The requirements of Fannie Mae and Freddie Mac — the government-backed entities that support the vast majority of new mortgages — are the most obvious reasons the standard applies today.

“Under Fannie and Freddie’s rules, you can get a lower down payment mortgage, but that then requires extra payment in the form of mortgage insurance,” says Susan Wachter, professor of real estate and finance at the University of Pennsylvania’s Wharton School. 

The history of that requirement dates back to the Great Depression. According to Wachter, before the 1930s most mortgages were short-term and non-amortizing: a home buyer had to either pay off the whole house in a lump sum after a few years, or roll over the loan at a new interest rate. Down payments, on the other hand, were typically more than 30 percent.

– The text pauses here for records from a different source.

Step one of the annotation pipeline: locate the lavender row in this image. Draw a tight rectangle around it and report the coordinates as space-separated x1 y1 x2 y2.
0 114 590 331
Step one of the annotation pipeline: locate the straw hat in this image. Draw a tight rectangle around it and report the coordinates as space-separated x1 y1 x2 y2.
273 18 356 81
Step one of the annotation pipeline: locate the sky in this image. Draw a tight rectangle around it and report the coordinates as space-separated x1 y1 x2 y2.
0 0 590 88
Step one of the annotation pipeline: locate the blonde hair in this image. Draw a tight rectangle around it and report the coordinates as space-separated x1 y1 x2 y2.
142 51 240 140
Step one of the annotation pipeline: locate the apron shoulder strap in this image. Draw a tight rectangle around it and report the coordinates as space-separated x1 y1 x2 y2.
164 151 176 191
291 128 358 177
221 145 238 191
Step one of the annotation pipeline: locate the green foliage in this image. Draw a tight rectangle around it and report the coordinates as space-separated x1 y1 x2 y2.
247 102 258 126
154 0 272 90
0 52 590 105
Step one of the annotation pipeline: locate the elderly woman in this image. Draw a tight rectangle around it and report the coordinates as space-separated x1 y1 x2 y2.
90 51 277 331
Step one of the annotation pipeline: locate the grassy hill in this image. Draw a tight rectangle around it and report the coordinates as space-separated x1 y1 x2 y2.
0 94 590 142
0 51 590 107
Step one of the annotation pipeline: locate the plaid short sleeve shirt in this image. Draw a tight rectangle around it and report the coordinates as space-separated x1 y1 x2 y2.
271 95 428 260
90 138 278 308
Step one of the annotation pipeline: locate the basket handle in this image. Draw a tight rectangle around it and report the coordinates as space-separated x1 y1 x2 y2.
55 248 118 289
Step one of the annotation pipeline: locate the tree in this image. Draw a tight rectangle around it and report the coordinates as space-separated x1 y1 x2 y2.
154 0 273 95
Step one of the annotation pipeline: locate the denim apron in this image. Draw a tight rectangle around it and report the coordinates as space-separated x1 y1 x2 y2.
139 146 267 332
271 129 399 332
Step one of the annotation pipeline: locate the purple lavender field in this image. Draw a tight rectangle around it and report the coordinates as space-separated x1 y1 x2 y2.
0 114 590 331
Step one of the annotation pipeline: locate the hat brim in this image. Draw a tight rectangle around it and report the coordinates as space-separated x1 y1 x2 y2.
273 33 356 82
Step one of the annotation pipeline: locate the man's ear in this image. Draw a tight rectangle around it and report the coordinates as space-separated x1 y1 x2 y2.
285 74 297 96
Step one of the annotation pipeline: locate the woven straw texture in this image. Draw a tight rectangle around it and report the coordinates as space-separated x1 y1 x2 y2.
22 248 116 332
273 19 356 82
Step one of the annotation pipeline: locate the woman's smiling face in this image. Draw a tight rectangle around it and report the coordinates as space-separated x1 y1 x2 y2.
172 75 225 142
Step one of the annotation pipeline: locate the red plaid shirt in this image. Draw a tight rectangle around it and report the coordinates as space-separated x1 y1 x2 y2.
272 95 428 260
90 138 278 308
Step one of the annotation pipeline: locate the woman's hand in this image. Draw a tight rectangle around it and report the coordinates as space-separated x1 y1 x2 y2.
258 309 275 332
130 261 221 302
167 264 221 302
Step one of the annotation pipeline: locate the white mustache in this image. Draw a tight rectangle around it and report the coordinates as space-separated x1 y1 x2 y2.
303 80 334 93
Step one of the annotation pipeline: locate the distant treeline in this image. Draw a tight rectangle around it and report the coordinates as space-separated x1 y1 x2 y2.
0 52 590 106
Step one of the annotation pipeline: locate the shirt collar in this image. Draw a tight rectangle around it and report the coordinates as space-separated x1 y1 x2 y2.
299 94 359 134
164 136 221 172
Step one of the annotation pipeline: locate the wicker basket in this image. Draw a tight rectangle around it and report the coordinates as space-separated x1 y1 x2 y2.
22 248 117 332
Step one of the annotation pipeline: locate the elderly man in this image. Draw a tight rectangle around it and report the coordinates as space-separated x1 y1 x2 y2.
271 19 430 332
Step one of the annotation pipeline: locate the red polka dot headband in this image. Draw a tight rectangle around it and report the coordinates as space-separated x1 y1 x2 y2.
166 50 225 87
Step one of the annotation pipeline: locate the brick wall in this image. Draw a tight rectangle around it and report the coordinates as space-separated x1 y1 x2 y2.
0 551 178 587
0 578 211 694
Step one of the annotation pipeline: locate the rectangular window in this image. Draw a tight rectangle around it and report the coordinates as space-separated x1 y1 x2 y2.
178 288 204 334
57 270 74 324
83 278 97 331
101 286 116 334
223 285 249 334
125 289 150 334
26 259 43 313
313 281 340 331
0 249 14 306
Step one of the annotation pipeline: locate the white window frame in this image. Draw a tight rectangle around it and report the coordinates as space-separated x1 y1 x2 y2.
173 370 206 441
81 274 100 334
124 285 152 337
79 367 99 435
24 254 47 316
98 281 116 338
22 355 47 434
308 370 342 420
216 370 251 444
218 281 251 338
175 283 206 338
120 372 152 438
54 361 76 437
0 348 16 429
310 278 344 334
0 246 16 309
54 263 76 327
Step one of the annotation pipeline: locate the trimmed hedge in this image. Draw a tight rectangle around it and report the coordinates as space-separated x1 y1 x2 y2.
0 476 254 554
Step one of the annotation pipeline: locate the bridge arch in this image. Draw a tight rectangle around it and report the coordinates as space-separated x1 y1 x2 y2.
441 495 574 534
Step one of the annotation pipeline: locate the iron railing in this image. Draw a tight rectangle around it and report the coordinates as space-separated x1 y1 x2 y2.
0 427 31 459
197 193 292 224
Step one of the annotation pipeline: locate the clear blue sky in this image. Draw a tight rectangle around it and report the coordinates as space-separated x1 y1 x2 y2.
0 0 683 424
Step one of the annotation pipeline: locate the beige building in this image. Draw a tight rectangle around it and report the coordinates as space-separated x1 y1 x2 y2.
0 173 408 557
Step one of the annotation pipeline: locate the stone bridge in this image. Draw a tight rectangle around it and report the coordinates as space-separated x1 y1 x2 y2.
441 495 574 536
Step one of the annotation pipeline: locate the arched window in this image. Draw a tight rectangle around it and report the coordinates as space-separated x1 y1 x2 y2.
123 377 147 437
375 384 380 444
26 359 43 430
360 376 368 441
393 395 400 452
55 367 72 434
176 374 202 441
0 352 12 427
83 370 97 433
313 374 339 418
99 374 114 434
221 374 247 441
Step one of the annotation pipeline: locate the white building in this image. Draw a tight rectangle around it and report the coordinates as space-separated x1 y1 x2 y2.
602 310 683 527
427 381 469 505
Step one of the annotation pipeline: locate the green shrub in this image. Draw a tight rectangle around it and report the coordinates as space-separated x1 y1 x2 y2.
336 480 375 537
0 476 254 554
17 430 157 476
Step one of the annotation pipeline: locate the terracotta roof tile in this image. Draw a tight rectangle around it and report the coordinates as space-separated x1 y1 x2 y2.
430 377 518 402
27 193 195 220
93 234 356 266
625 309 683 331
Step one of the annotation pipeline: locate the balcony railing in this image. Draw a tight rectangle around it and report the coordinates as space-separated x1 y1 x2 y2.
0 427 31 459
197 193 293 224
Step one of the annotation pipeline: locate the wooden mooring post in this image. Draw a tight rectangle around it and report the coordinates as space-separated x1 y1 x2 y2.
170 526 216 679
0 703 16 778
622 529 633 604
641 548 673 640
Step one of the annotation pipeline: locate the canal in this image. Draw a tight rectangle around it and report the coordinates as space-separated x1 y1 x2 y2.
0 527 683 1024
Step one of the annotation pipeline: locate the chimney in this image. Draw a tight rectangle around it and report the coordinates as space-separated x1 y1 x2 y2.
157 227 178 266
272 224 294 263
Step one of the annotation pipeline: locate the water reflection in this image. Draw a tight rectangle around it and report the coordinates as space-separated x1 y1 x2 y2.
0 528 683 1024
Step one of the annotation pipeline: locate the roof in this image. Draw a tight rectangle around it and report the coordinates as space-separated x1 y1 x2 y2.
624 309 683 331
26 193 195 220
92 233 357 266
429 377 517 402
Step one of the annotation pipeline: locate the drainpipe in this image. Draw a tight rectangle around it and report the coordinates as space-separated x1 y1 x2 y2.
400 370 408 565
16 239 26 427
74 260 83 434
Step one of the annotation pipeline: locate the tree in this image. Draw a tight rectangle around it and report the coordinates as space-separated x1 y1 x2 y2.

After the resulting foreclosure crisis and construction halt — similar to what happened after the recent financial crisis — the government created the Federal Housing Administration, which backed mortgages, but required a 20 percent down payment. After World War II, the Department of Veterans Affairs and the FHA adopted a 30-year, fixed-rate standard. By the mid ’50s, most mortgages fit that description.

But 30-year, fixed-rate, 20 percent-down loans weren’t strictly the result of government-sponsored enterprises, or GSEs.

“When I bought my first home it was $22,000 and I had to put 20 percent down, and it was a conventional loan,” says Chris Polychron,  president-elect of the National Association of Realtors. “The conventional lenders mimicked what the GSEs did.”

Since the 1950s, 20 percent has remained the average down payment — with the exception of the run-up to the financial crisis in 2008. But how did 20 percent become that dividing line in the first place, back in the 1930s? As with so much of our economic life, it’s anybody’s guess.

“I would speculate if you scored 80 percent, you’re a B-minus student, and I guess that means you’re above average,” says Miller. “So maybe that has something to do with it.”